Budgeting is a skill that is neglected many small businesses but simply having one in place makes you less likely to overspend.
A budget is essentially a record of the money flowing into and going out of your business. Budgets enable you to set aside money for significant costs such as new machinery, loan repayments, or your company tax bill. Your company will be safeguarded in a downturn and thrive in good times if you let your budget guide your decisions. Because of this, developing a formal budget is an essential component of any successful business. Here’s how
Think about why you need a budget
Are you trying to add legitimacy to your business so that you can appeal for investment or debt financing? Or are you just trying to keep track of expenses to avoid overspending? If it’s the former, you’ll want to work with an accountant. If it’s the latter, you should be able to handle it internally.
Set up two business bank accounts
Set up a business checking account and a business savings account, separate from your personal bank account. All the money coming into your business should go through your checking account (this will help you calculate your total revenue). The savings account is where you will save for big future expenses.
Calculate the revenue for your business
Add all of the income streams for your business (e.g, sales, consulting, or freelance work) to your budget. If you are struggling to get close to a monthly estimate, try doing a best- and worst-case scenario.

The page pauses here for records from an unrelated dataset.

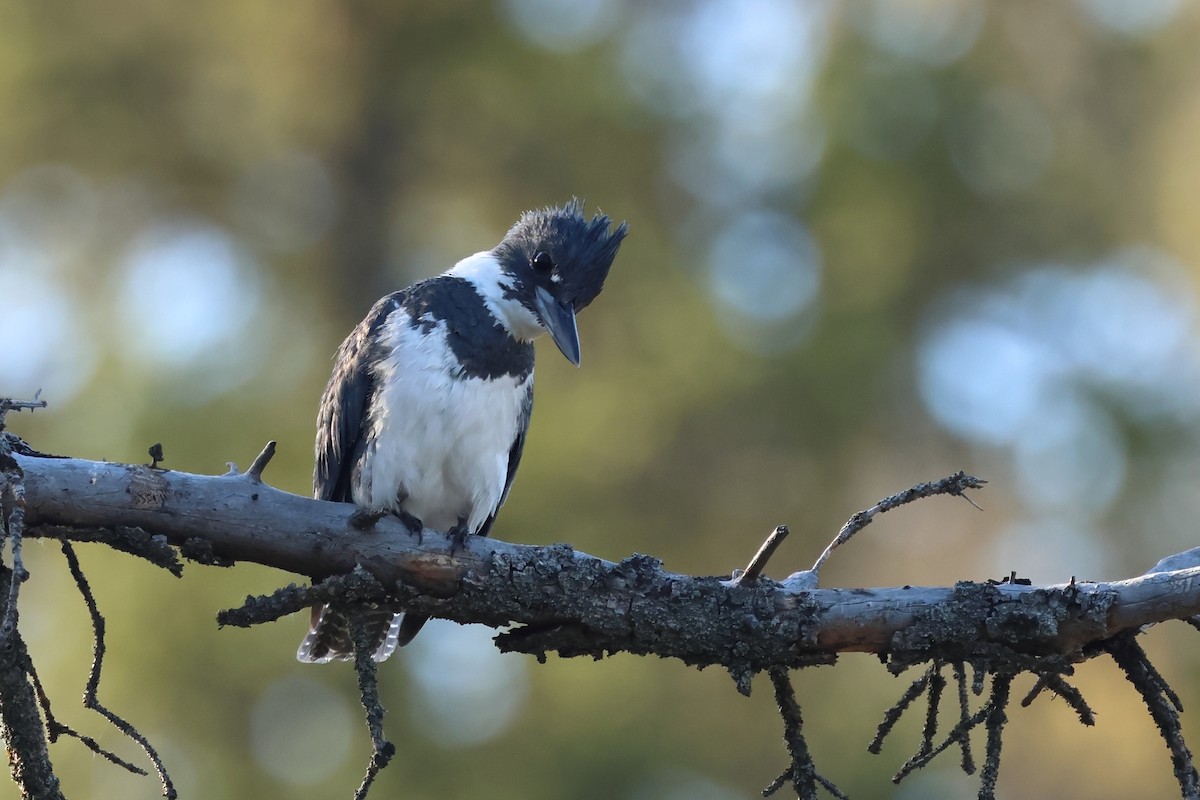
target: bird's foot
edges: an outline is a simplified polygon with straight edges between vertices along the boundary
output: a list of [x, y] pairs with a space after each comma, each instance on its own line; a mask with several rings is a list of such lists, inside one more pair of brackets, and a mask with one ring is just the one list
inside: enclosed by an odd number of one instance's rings
[[421, 532], [425, 530], [425, 523], [407, 511], [399, 511], [396, 513], [396, 516], [404, 523], [404, 527], [408, 528], [409, 532], [417, 537], [417, 544], [421, 544]]
[[454, 555], [467, 546], [467, 537], [471, 535], [467, 530], [467, 521], [460, 519], [457, 525], [446, 531], [446, 535], [450, 537], [450, 555]]
[[375, 523], [386, 517], [390, 512], [386, 508], [356, 508], [350, 515], [350, 524], [360, 531], [368, 531]]

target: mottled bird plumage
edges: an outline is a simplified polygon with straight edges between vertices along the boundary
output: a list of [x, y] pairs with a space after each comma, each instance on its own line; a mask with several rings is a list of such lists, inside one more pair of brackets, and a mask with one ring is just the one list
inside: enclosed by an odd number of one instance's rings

Note down your initial costs.
If you’re yet to start your business, calculate the expenses needed to get things up and running. These could be your facilities costs (e.g., setting up your home office), capital expenditure (e.g. equipment), and other costs (e.g. company registration & other expenses).
Figure out your recurring expenses
Some of your costs repeat on a regular basis (e. g, rent, Wifi, business insurance). Tally these fixed costs up. If you are employing people, whether full-time or freelancers include those costs here.
Decide how much to save
Build savings into your budget so you’re always putting money aside. This can be a fixed sum every month (e.g. GH₵10,000) or a percentage of your total revenue. Then, transfer this amount from your business checking account into your savings account.
Set aside time each week to monitor how the business’ income and expenses are performing against the budgeted figures. Make adjustments where necessary. With the help of small business accounting software, this process can take as little as five minutes a week. If you want more expert input and support around your tax bill, consider working with an accountant.
Although there’s plenty of budgeting software and people explaining how to budget out there, the most important thing is to not feel overwhelmed.
If you are just starting with your budget or are simply trying to formalize your budgeting process, it’s better to get moving with a simple budget than to get stuck on a complicated one and end up throwing in the towel altogether.
In practice, that means using budgeting tools that are connected to your sales or accounting software so that you don’t have to spend hours each week manually inputting data.
To ensure you can weather the ever-changing nature of business, use your budget to inform your strategy and decision-making.
For example, if you’ve just had a great month of sales, it should mean that your budget for the next month (e. g, your marketing budget) can increase.
This way, you can continue to drive growth in your business – if that’s what you want.
On the other hand, if you’ve made less money this month than you were expecting, your budget for the next month will likely have to decrease. Keeping your budget flexible and adaptable will let you protect your business when times are tough and make the most of boom times.
Keep expenses to a minimum
In the early days, the fewer non-essential expenses your business incurs, the faster you can get to profitability.
Putting meals and taxi rides on the business account might seem tempting, but this will just eat into your profit margin and affect how much money you’ll be able to take out of the business – either in savings or to pay yourself with. Also, remember that financials should always be near the top of the agenda when it comes to any monthly management meetings.